Wrong. You should have a byte buffer of bits into which you write your bits. Write the three bits 110 into the byte. (You will need to decide on a convention for bit ordering in the byte.) You still have five unused bits in the byte, so there it sits. Now you write 10 into the buffer. The byte buffer now has 11010, and three unused bits. So still it sits. Now you try to write 111011 into the byte buffer. The first three bits go into the byte buffer, giving you 11010111. You now have filled the buffer, so only now do you write out your byte to the file. You are left with 011. You clear your byte buffer of bits since you wrote it out, and put in the remaining 011 from your last code. Your byte buffer now has three bits in it, and five bits unused. Continue in this manner.
The buffer does not have to be one byte. 16-bit or 32-bit buffers are common and are more efficient. You write out bytes whenever the bits therein are eight or more, and shift the remaining 0-7 bits to the start of the buffer.
The only tricky part is what to do at the end, since you may have unused bits in your last byte. Your Huffman codes should have an end symbol to mark the end of the stream. Then you know when you should stop looking for more Huffman codes. If you do not have an end code, then you need to assure somehow that either the remaining bits in the byte cannot be a complete Huffman code, or you need to indicate in some other way where the stream of bits end.

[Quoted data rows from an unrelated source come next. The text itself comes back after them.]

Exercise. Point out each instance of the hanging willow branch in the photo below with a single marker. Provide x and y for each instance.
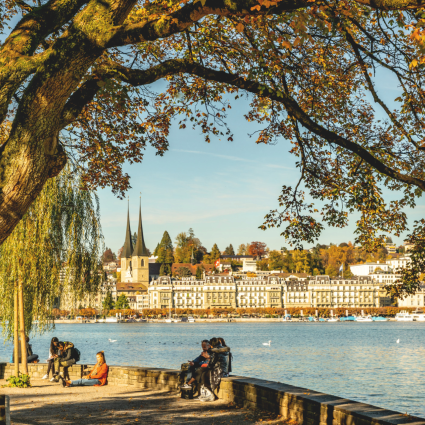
(55, 249)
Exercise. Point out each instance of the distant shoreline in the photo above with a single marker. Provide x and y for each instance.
(268, 320)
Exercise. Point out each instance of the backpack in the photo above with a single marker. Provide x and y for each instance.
(76, 354)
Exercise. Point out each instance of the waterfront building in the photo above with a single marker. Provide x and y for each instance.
(259, 292)
(249, 265)
(297, 293)
(368, 268)
(219, 291)
(399, 263)
(416, 300)
(385, 278)
(358, 292)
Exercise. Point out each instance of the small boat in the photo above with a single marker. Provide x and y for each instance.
(404, 316)
(379, 319)
(348, 319)
(364, 319)
(418, 316)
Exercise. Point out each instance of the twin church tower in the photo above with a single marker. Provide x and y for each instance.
(135, 259)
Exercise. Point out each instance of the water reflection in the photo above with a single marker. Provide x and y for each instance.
(360, 361)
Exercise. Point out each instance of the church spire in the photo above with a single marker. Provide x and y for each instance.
(128, 245)
(140, 248)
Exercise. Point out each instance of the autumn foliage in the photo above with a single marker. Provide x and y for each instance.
(77, 86)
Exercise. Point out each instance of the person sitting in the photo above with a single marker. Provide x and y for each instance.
(68, 356)
(225, 359)
(97, 377)
(198, 366)
(53, 353)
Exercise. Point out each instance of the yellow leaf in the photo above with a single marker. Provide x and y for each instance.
(413, 64)
(239, 27)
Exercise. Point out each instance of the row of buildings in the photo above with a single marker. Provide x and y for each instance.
(145, 289)
(255, 292)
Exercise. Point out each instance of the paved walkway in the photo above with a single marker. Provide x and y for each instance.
(48, 403)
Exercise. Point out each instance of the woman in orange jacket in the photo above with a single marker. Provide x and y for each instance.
(97, 377)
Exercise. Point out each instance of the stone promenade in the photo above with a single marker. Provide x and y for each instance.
(48, 403)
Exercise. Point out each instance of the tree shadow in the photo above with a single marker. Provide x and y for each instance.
(50, 404)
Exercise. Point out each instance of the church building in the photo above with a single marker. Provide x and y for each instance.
(136, 272)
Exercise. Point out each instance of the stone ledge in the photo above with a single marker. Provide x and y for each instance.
(305, 406)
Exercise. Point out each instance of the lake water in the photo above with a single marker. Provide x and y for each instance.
(360, 361)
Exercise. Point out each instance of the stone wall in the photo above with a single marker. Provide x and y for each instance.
(304, 406)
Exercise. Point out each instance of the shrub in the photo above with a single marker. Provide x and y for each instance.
(20, 381)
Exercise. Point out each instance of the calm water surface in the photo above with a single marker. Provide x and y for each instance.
(360, 361)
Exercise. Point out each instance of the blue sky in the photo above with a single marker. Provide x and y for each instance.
(221, 189)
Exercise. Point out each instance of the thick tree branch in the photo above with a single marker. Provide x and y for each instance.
(193, 12)
(38, 24)
(139, 77)
(392, 4)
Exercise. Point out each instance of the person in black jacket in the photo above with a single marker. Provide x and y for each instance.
(66, 357)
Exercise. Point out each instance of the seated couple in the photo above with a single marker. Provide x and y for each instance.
(66, 355)
(97, 377)
(215, 359)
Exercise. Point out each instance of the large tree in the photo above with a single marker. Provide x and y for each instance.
(54, 251)
(74, 78)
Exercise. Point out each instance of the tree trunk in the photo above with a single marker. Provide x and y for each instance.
(15, 331)
(23, 336)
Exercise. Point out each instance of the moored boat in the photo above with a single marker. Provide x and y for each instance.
(418, 316)
(364, 319)
(379, 319)
(404, 316)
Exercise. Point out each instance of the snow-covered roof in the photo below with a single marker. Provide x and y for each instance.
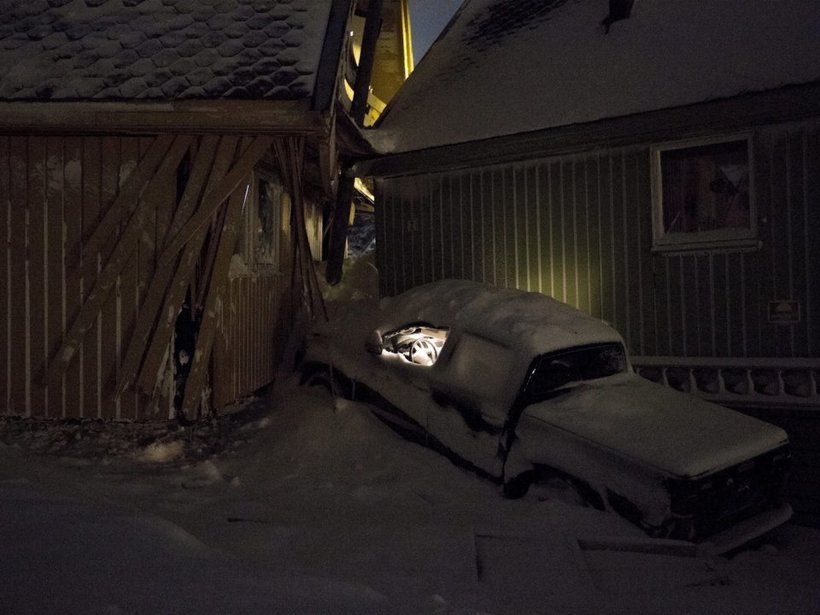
(160, 49)
(530, 322)
(510, 66)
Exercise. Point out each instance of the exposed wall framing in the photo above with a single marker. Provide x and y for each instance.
(100, 247)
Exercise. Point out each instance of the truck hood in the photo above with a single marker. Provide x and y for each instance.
(675, 433)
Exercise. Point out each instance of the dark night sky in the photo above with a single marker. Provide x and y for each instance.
(428, 18)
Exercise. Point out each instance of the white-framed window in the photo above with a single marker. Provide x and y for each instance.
(702, 193)
(259, 237)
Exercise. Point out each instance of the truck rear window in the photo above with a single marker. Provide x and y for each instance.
(558, 369)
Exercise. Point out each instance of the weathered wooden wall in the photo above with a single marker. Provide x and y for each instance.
(579, 228)
(248, 346)
(52, 193)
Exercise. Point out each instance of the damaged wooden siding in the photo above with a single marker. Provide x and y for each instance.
(53, 191)
(579, 228)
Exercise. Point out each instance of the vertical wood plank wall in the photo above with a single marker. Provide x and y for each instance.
(53, 191)
(579, 228)
(245, 350)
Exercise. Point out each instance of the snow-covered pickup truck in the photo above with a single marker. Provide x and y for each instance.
(521, 387)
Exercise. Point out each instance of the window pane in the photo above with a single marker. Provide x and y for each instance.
(705, 188)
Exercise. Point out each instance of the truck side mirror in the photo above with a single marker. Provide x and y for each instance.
(373, 343)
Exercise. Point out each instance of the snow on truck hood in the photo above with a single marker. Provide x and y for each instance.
(673, 432)
(531, 323)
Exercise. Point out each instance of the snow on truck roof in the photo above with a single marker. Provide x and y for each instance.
(528, 321)
(512, 66)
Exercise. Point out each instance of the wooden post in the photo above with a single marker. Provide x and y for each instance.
(203, 172)
(338, 231)
(290, 153)
(361, 88)
(212, 201)
(216, 289)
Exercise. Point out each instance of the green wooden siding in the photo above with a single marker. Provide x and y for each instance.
(579, 228)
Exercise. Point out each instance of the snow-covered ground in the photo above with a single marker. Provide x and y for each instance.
(311, 505)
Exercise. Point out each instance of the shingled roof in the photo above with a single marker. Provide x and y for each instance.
(115, 50)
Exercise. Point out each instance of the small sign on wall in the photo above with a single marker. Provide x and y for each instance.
(784, 312)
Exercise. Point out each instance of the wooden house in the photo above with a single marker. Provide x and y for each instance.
(655, 164)
(163, 167)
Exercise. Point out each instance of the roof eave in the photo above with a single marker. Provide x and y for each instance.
(188, 116)
(788, 103)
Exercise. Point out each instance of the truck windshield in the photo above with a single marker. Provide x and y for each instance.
(557, 369)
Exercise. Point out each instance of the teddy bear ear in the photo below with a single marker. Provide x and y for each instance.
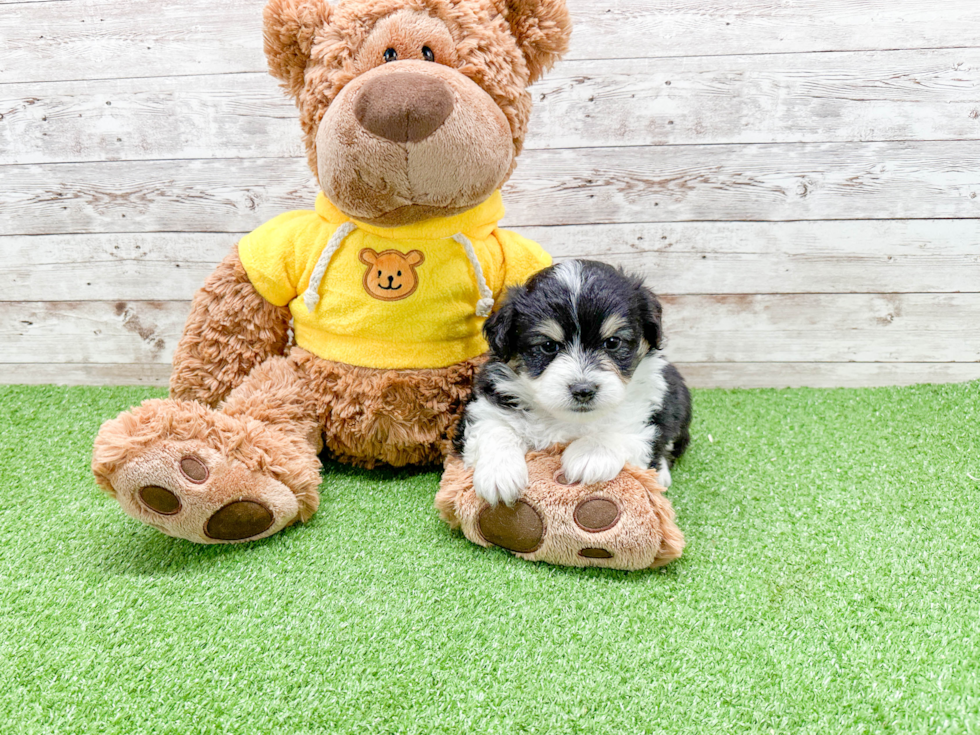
(542, 29)
(289, 27)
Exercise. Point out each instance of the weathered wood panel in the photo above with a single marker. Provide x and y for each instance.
(737, 328)
(586, 186)
(878, 96)
(886, 256)
(67, 373)
(823, 375)
(144, 38)
(698, 375)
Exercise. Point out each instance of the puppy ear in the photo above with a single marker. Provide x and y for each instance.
(651, 316)
(289, 27)
(499, 328)
(542, 29)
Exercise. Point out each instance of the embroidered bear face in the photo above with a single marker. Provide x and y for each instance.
(391, 274)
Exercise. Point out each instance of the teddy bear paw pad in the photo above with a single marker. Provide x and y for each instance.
(515, 528)
(191, 491)
(239, 520)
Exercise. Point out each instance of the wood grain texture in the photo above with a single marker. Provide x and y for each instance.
(43, 41)
(810, 328)
(68, 373)
(887, 256)
(877, 96)
(824, 375)
(800, 179)
(586, 186)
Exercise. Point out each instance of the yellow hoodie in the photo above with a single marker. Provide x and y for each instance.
(388, 297)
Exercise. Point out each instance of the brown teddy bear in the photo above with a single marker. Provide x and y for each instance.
(413, 114)
(626, 523)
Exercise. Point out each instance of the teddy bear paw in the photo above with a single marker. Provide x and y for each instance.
(189, 490)
(625, 523)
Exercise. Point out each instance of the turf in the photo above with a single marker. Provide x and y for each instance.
(831, 584)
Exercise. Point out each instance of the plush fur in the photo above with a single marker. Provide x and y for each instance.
(487, 51)
(575, 359)
(232, 455)
(548, 523)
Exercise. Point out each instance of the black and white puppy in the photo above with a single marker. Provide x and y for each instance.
(574, 357)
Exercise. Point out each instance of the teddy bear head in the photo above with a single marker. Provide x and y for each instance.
(412, 109)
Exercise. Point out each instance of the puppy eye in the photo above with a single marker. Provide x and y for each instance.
(549, 348)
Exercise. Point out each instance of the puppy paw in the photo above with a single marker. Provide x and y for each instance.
(588, 462)
(500, 479)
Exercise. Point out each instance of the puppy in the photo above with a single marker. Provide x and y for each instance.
(574, 357)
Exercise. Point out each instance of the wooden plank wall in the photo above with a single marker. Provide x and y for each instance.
(798, 178)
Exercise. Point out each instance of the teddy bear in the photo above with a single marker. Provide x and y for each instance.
(626, 523)
(354, 327)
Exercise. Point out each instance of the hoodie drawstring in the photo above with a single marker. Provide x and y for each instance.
(311, 296)
(485, 305)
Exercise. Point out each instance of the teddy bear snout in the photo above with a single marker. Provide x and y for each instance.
(403, 107)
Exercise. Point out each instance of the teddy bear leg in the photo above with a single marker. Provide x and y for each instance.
(395, 417)
(238, 474)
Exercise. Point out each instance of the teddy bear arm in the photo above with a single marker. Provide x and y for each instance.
(230, 330)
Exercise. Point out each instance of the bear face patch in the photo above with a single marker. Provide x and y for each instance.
(391, 274)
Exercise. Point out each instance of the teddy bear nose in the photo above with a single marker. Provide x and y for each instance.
(403, 107)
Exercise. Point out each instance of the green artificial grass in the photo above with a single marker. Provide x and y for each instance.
(831, 583)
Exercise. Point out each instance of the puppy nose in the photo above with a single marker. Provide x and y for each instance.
(403, 107)
(583, 392)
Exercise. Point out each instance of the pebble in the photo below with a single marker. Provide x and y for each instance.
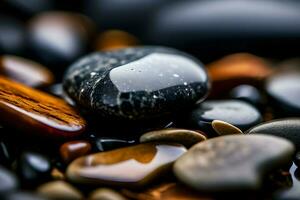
(25, 71)
(233, 162)
(288, 128)
(106, 194)
(74, 149)
(33, 168)
(238, 113)
(130, 166)
(181, 136)
(8, 181)
(284, 90)
(136, 83)
(37, 112)
(59, 190)
(224, 128)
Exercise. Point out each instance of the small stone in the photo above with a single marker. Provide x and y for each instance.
(233, 162)
(59, 190)
(224, 128)
(238, 113)
(33, 168)
(181, 136)
(106, 194)
(130, 166)
(74, 149)
(288, 128)
(8, 181)
(37, 112)
(25, 71)
(136, 83)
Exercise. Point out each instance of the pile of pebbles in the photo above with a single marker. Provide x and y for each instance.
(95, 113)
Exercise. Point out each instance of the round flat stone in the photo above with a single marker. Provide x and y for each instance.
(25, 71)
(233, 162)
(136, 83)
(284, 89)
(130, 166)
(224, 128)
(288, 128)
(181, 136)
(235, 112)
(37, 112)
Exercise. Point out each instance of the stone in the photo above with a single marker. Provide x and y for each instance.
(288, 128)
(115, 39)
(106, 194)
(238, 113)
(59, 190)
(232, 163)
(181, 136)
(8, 180)
(25, 71)
(136, 83)
(74, 149)
(33, 168)
(37, 112)
(130, 166)
(284, 89)
(224, 128)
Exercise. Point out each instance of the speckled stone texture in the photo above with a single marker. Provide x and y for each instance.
(136, 83)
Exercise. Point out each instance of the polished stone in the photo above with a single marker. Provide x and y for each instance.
(130, 166)
(74, 149)
(233, 162)
(25, 71)
(224, 128)
(288, 128)
(136, 83)
(181, 136)
(37, 112)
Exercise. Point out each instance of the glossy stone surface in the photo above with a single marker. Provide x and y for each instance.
(37, 112)
(130, 166)
(74, 149)
(59, 190)
(224, 128)
(181, 136)
(232, 163)
(33, 168)
(288, 128)
(235, 112)
(8, 181)
(25, 71)
(136, 83)
(284, 89)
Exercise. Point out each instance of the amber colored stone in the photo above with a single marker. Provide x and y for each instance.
(36, 112)
(130, 166)
(25, 71)
(237, 69)
(115, 39)
(166, 191)
(74, 149)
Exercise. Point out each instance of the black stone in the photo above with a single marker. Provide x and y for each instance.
(288, 128)
(235, 112)
(136, 83)
(33, 168)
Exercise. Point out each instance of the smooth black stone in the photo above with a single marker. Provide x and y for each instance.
(12, 36)
(284, 90)
(264, 27)
(288, 128)
(8, 181)
(33, 168)
(136, 83)
(247, 93)
(238, 113)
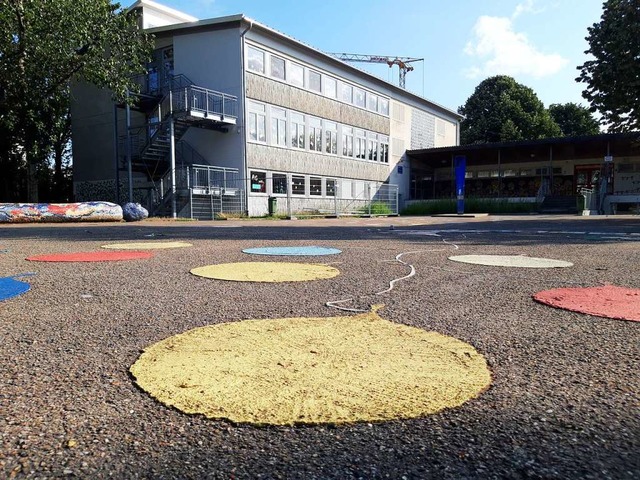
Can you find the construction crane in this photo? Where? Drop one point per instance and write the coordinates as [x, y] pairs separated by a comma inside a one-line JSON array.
[[402, 62]]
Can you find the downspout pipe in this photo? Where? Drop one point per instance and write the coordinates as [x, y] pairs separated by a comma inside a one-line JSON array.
[[244, 112]]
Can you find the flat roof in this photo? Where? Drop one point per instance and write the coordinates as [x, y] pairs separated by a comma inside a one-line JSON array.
[[559, 148], [228, 21]]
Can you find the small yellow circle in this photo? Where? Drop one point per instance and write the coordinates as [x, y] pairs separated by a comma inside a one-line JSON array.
[[311, 370], [267, 272], [147, 245]]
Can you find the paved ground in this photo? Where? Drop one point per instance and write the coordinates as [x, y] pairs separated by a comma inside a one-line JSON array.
[[564, 401]]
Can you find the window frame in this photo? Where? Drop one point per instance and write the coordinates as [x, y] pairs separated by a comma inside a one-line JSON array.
[[252, 49], [258, 173], [295, 185], [277, 177]]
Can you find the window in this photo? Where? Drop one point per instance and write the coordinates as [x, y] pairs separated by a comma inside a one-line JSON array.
[[278, 126], [329, 86], [258, 182], [297, 130], [372, 102], [315, 186], [360, 145], [358, 97], [383, 106], [277, 67], [347, 141], [297, 185], [384, 148], [295, 74], [346, 93], [255, 59], [279, 183], [315, 134], [373, 147], [331, 137], [331, 187], [314, 81], [257, 122]]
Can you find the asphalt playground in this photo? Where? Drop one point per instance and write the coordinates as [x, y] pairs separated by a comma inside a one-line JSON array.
[[564, 391]]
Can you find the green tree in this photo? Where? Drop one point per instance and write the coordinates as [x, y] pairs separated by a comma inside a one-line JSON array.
[[45, 45], [574, 120], [613, 88], [500, 110]]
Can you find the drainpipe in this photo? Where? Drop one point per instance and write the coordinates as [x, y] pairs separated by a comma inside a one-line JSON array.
[[242, 97]]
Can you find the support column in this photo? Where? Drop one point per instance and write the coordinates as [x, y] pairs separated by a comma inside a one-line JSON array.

I have implemented the Huffman Encoding Algorithm in Java using Priority Queues where I traverse the Tree from Root to Leaf and get encoding example as #=000011 based on the number of times the symbol appears in the input. Everything is fine, the tree is being built fine, encoding is just as expected: But the output file I am getting is bigger size than the original file. I am currently appending '0' & '1' to a String on traversing left node and right node of the tree. Probably what I end up with uses all 8 bits for each characters and it does not help in compression. I am guessing there is some conversion of these bits into character values which is required. So that these characters use fewer bits than 8 and hence I get a compressed version of the original file. Could you please let me know how to achieve a compression by manipulating characters and reducing bits in Java? Thanks
You're probably using a StringBuilder and appending "0" or "1", or simply the + operator to concatenate "0" or "1" to the end of your string. Or you're using some sort of OutputStream and writing to it.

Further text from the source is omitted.